First Person Tooter
Let others pull philosophy out of your story
It turns out the story of a person’s life is interesting in a way that we have a hard time looking away from.
- How they got to where they are.
- Who were their influences?
- What were the shaping forces that drove them: poverty as a child? Loneliness? Were they ostracized or bullied?
- What was behind their particular quest?
All of this is story.
I’m reading Louis L’Amour’s Education of a Wandering Man despite myself.
I’m not a particular fan of L’Amour’s writing. I have no great interest in cowboys and western shoot-em-up stuff, still I cannot put down his biography. It’s how his personal story unfolds and his depiction of the times he lived that are so gripping. And because I know where it all leads—at least to some degree. L’Amour’s education consisted of working on migrant fields across the U.S., and the merchant marine, and boxing and in reading whatever little blue books he could lay his hands on. He listened to hobo stories and seamen stories and drinking stories and murder stories. He also wrote very clearly—so that I almost don’t even realize I am reading.
This strikes me because much of what I read calls attention to itself in thousands of ways, from pedantic language to detailed concepts that demand rapt attention to self-indulgent fluff to the simply boring. And I’ll confess to committing some of those very language sins myself on pages.

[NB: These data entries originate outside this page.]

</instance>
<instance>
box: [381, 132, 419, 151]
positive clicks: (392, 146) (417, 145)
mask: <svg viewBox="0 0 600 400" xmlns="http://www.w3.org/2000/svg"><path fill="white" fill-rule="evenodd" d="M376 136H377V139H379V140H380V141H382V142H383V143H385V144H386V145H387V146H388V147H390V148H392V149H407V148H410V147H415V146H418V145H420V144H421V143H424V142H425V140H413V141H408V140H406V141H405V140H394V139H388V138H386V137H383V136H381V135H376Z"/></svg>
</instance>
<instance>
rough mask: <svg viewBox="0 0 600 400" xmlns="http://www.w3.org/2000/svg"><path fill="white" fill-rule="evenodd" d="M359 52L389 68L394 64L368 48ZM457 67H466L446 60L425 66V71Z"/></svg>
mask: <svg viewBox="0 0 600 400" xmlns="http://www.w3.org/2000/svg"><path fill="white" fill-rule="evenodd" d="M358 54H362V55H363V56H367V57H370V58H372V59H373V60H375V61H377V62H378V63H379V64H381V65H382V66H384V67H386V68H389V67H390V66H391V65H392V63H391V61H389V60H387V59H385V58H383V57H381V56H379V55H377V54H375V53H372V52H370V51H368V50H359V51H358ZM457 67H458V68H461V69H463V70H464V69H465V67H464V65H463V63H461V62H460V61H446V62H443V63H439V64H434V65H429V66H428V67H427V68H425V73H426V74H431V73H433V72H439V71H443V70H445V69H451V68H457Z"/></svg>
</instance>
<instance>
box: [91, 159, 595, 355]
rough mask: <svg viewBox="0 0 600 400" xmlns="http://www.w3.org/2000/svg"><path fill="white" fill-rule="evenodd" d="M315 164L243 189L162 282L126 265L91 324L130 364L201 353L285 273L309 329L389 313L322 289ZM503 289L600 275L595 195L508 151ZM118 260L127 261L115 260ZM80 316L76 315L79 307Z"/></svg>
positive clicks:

But what if a philosophy book told a story rather than parsing dry doctrines and tentative tenets? In fact, that is exactly what stories and novels and films do: package thought into a compelling narrative.
Story keeps pulling us back in.
###
Image credit: Kirk Livingston
Stories are truly awesome, but storytelling is so tough sometimes! I’ve committed a thousand literary crimes trying to tell them! 😊
Charlie O'Shields (doodlewash)
October 15, 2015 at 6:41 pm
Agreed. I like those storytellers who give you confidence as they go.